Microsegmentation is a security requirement to reduce attack surfaces by minimizing the possibilities for lateral movement in the event of a security breach. With traditional networking technologies, this is very hard to accomplish. Network flow and categorized devices depend on functionality or criticality and segment them into zones, but ACI enables a new approach, by allowing degrees of flexibility and automation not possible with traditional network management and operations, making microsegmentation a distinct possibility.
Cisco ACI microsegmentation (uSeg) enables you to automatically assign endpoints to logical security zones called endpoint groups. These EPGs are based on various network-based or virtual machine–based attributes.
Microsegmentation with Cisco ACI supports virtual endpoints attached to the following:
Cisco ACI Virtual Edge
Cisco Application Virtual Switch (AVS)
Microsoft vSwitch
VMware vSphere Distributed Switch (VDS)
Microsegmentation with network-based attributes also supports bare-metal environments.
Note
You can configure microsegmentation with Cisco ACI for physical and virtual endpoints, and you can share the same EPGs for both physical and virtual endpoints.
Microsegmentation using the Cisco ACI involves the Cisco APIC, vCenter, or Microsoft System Center Virtual Machine Manager (SCVMM), and leaf switches. The workflow for microsegmentation using the Cisco ACI Virtual Edge, Cisco AVS, VMware VDS, or Microsoft vSwitch is shown here.
The APIC workflow is as follows:
1. The user configures a VMM domain for the Cisco ACI Virtual Edge, Cisco AVS, VMware VDS, or Microsoft vSwitch in the Cisco APIC.
2. The Cisco APIC connects to vCenter or SCVMM and does the following:
Creates an instance of the Cisco ACI Virtual Edge, Cisco AVS, VMware VDS, or Microsoft vSwitch.
Pulls VM and hypervisor inventory information from the associated VMware vCenter or Microsoft SCVMM.
3. The user creates an application EPG and associates it with a vCenter/SCVMM domain. In each vCenter/SCVMM domain, a new encapsulation is allocated for this application EPG. The application EPG does not have any attributes. The vCenter/SCVMM administrator assigns virtual endpoints to this application EPG—not to any microsegment EPGs. It is the application EPG that appears in vCenter/SCVMM as a port group.
4. The user creates a uSeg EPG and associates it with the VMM domain. The uSeg EPG does not appear in vCenter/SCVMM as a port group; it has a special function:
The uSeg EPG has VM-based attributes to match filter criteria. If a match occurs between the uSeg EPG VM attributes and VMs, the Cisco APIC dynamically assigns the VMs to the uSeg EPG.
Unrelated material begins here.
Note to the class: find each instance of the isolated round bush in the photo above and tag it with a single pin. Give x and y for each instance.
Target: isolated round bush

The endpoints are transferred from the application EPG to the uSeg EPG. If the uSeg EPG is deleted, the endpoints are assigned back to the application EPG.
The uSeg EPG must be assigned to a VMM domain in order for it to take effect. When you associate the uSeg EPG to a VMM domain, its criteria are applied for that VMM domain only. If you have VMware VDS, you also must assign the uSeg EPG to the same bridge domain as the application EPG.
In the case of VMware VDS, its criteria are applied for that VMM domain and bridge domain.
The leaf switch and the Cisco ACI Virtual Edge, Cisco AVS, or Microsoft vSwitch workflow is as follows:
1. The physical leaf switch pulls the attribute policies from the Cisco APIC.
2. The Cisco ACI Virtual Edge, Cisco AVS, or Microsoft vSwitch sends a VM attach message to the physical leaf switch using the OpFlex protocol when a VM attaches to the Cisco ACI Virtual Edge, Cisco AVS, or Microsoft vSwitch.
3. The physical leaf switch matches the VM against the configured attribute policies for the tenant.
4. If the VM matches the configured VM attributes, the physical leaf switch pushes the uSeg EPG—along with the corresponding encapsulation—to the Cisco ACI Virtual Edge, Cisco AVS, or Microsoft vSwitch.
Note that this action does not change the original port-group assignment for the VM in vCenter/SCVMM.
Packet forwarding for the Cisco ACI Virtual Edge, Cisco AVS, or Microsoft vSwitch workflow is as follows:
1. When the VM sends the data packets, the Cisco ACI Virtual Edge, Cisco AVS, or Microsoft vSwitch tags the packets using encapsulation corresponding to the uSeg EPG, not the application EPG.
2. The physical leaf hardware sees an attribute-based encapsulated VM packet and matches it with the configured policy.
The VM is dynamically assigned to a uSeg EPG, and the packet is forwarded based on the policy defined for that particular uSeg EPG.